Cellwise and Casewise Robust Covariance in High Dimensions
Fabio Centofanti, Mia Hubert, Peter J. Rousseeuw
TL;DR
This work tackles robust covariance estimation in high-dimensional data contaminated by both cellwise and casewise outliers, including missing values. It develops cellRCov, a covariance estimator built on a covariance decomposition $\boldsymbol\Sigma = \boldsymbol\Sigma_{X^k} + \boldsymbol\Sigma_{X^{\perp}}$, where a robust PCA-based step yields the principal subspace and a robustly imputed residual covariances are combined with ridge regularization for stability. The authors establish consistency and asymptotic normality, derive both casewise and cellwise influence functions, and demonstrate superior performance in simulations and real-data tasks such as anomaly detection and robust canonical correlation analysis (cellRCCA). The method offers a practical, scalable tool for robust multivariate analysis in high dimensions, with data-driven procedures to select the rank $k$ and the regularization parameter $\delta$. Overall, cellRCov enables reliable inference under complex contamination, expanding the toolkit for high-dimensional robust statistics.
Abstract
The sample covariance matrix is a cornerstone of multivariate statistics, but it is highly sensitive to outliers.
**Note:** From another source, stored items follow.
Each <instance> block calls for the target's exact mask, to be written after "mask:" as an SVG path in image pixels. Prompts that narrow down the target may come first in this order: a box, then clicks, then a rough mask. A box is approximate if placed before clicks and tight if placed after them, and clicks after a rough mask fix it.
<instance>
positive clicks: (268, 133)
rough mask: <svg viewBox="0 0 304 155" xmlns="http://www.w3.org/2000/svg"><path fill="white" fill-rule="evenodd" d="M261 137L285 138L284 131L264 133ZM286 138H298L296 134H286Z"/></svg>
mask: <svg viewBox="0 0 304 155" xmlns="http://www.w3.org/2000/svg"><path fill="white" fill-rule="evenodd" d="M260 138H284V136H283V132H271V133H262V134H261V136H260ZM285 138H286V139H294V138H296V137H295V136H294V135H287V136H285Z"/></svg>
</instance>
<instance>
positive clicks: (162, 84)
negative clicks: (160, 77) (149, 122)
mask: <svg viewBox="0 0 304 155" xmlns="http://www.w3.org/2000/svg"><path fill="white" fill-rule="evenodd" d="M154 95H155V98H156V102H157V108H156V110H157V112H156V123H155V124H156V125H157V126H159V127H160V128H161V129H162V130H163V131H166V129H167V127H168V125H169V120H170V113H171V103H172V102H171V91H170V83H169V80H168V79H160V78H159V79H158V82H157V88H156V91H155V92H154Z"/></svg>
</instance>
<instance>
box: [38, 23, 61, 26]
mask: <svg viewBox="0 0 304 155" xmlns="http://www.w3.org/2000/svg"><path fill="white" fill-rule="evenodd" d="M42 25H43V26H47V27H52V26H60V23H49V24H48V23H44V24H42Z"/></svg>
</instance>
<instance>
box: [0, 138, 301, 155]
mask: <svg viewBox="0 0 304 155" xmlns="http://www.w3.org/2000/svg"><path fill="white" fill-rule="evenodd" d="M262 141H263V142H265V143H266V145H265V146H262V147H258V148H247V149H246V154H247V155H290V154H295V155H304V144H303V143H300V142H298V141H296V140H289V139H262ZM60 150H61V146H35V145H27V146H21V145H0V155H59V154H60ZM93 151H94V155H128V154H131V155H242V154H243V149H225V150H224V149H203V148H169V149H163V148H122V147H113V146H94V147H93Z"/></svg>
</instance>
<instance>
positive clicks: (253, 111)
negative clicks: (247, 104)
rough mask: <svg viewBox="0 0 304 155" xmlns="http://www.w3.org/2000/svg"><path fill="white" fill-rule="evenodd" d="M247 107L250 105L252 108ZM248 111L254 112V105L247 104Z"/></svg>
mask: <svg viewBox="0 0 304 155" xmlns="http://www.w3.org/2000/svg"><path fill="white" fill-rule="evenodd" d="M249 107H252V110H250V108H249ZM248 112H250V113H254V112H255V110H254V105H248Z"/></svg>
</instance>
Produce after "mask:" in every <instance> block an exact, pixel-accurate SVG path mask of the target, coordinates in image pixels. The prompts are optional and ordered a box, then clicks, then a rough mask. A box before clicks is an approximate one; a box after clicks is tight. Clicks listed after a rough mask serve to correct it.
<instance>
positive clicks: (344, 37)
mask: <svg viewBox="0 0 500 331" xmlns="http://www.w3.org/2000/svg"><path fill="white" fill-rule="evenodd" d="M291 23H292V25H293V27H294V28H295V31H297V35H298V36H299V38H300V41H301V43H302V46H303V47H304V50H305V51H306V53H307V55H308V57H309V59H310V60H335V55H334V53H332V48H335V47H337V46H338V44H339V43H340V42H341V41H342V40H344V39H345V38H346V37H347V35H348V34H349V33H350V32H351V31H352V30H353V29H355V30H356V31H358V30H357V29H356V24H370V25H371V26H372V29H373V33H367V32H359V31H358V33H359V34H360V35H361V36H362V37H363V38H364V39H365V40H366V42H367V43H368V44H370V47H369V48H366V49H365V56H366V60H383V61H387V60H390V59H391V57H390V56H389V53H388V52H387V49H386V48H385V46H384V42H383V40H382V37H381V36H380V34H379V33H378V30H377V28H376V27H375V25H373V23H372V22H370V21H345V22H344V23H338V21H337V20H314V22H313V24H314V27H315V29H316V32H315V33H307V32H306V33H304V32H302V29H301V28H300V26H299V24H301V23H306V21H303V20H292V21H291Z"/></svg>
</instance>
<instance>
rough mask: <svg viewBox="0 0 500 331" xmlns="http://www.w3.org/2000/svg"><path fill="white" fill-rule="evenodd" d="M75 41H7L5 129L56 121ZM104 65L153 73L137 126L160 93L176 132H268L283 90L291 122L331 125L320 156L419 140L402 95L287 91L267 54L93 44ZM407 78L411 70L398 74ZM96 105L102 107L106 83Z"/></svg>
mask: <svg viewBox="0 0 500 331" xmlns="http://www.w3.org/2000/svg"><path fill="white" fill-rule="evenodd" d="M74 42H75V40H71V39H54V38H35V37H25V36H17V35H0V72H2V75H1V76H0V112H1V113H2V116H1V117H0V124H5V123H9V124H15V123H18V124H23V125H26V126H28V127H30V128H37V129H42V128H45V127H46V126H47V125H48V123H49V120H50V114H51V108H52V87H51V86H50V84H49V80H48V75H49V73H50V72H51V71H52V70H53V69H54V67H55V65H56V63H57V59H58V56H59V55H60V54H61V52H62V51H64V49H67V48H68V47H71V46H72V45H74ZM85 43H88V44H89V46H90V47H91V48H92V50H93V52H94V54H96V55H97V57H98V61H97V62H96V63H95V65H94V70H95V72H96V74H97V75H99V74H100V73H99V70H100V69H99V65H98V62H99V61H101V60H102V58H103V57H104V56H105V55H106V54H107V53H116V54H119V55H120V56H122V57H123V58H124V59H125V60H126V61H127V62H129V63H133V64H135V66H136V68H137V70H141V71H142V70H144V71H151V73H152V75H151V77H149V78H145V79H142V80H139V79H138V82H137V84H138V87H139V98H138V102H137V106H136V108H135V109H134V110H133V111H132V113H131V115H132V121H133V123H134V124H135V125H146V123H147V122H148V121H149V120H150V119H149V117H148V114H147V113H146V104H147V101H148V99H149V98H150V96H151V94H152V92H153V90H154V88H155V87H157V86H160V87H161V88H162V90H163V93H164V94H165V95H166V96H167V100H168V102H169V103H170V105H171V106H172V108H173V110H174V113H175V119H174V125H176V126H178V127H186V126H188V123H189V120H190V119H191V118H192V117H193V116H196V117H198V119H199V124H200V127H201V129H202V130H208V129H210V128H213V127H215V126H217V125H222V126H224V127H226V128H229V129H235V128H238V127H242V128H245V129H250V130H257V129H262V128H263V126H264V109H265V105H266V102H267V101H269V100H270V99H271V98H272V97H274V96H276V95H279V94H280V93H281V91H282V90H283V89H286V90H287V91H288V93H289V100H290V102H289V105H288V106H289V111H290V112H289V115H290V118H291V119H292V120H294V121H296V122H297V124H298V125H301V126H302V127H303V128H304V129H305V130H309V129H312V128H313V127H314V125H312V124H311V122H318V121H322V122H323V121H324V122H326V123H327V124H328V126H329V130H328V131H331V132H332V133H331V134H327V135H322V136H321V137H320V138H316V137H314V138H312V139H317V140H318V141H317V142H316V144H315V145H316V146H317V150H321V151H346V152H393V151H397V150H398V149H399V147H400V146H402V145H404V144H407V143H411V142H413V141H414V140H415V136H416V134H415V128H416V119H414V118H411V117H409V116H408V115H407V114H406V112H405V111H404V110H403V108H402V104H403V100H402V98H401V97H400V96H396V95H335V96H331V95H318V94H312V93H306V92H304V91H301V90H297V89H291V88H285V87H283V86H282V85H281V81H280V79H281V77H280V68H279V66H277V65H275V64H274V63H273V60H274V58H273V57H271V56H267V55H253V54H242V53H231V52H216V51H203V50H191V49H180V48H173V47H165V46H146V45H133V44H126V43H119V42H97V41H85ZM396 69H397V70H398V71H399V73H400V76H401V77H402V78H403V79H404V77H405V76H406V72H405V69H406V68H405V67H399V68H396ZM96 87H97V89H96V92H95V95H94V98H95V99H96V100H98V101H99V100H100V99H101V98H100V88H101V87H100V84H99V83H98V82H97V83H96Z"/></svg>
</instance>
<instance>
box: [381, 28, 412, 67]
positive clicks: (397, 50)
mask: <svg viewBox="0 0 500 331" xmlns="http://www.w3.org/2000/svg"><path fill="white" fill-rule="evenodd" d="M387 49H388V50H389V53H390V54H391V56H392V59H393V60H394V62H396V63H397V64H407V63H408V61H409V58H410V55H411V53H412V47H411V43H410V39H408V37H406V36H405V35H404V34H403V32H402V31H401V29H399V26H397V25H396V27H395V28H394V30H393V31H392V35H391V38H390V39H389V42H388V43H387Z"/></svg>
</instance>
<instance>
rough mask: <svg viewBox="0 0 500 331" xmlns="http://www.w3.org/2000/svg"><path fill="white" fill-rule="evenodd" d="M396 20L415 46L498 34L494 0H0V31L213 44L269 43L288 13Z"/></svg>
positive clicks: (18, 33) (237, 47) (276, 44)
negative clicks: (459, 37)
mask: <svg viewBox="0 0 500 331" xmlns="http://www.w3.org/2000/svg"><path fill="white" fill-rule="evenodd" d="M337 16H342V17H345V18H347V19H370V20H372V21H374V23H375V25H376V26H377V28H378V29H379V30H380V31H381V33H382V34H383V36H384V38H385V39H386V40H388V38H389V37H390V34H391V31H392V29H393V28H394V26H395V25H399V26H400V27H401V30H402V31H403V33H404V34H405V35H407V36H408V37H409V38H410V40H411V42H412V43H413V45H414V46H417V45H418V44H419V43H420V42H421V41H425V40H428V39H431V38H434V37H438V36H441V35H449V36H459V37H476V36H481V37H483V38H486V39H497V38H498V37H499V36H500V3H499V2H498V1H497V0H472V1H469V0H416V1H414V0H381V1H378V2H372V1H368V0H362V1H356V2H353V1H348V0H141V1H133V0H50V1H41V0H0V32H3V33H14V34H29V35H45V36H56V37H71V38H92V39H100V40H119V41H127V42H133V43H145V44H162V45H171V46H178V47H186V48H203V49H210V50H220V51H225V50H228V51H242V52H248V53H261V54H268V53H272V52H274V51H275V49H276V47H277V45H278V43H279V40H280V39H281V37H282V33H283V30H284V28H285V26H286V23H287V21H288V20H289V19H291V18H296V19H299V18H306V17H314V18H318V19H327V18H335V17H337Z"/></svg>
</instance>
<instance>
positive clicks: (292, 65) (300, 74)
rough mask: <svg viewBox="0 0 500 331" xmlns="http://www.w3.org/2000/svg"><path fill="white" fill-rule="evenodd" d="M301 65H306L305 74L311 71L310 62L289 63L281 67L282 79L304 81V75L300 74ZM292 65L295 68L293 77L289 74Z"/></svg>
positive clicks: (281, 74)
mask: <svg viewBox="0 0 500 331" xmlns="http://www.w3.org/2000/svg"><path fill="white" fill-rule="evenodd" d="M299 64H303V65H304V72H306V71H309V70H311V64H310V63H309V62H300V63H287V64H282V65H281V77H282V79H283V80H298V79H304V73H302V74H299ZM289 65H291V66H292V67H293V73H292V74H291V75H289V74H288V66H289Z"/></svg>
These can be casewise outliers, such as cases belonging to a different population, or cellwise outliers, which are deviating cells (entries) of the data matrix. Recently some robust covariance estimators have been developed that can handle both types of outliers, but their computation is only feasible up to at most 20 dimensions. To remedy this we propose the cellRCov method, a robust covariance estimator that simultaneously handles casewise outliers, cellwise outliers, and missing data. It relies on a decomposition of the covariance on principal and orthogonal subspaces, leveraging recent work on robust PCA. It also employs a ridge-type regularization to stabilize the estimated covariance matrix. We establish some theoretical properties of cellRCov, including its casewise and cellwise influence functions as well as consistency and asymptotic normality. A simulation study demonstrates the superior performance of cellRCov in contaminated and missing data scenarios. Furthermore, its practical utility is illustrated in a real-world application to anomaly detection. We also construct and illustrate the cellRCCA method for robust and regularized canonical correlation analysis.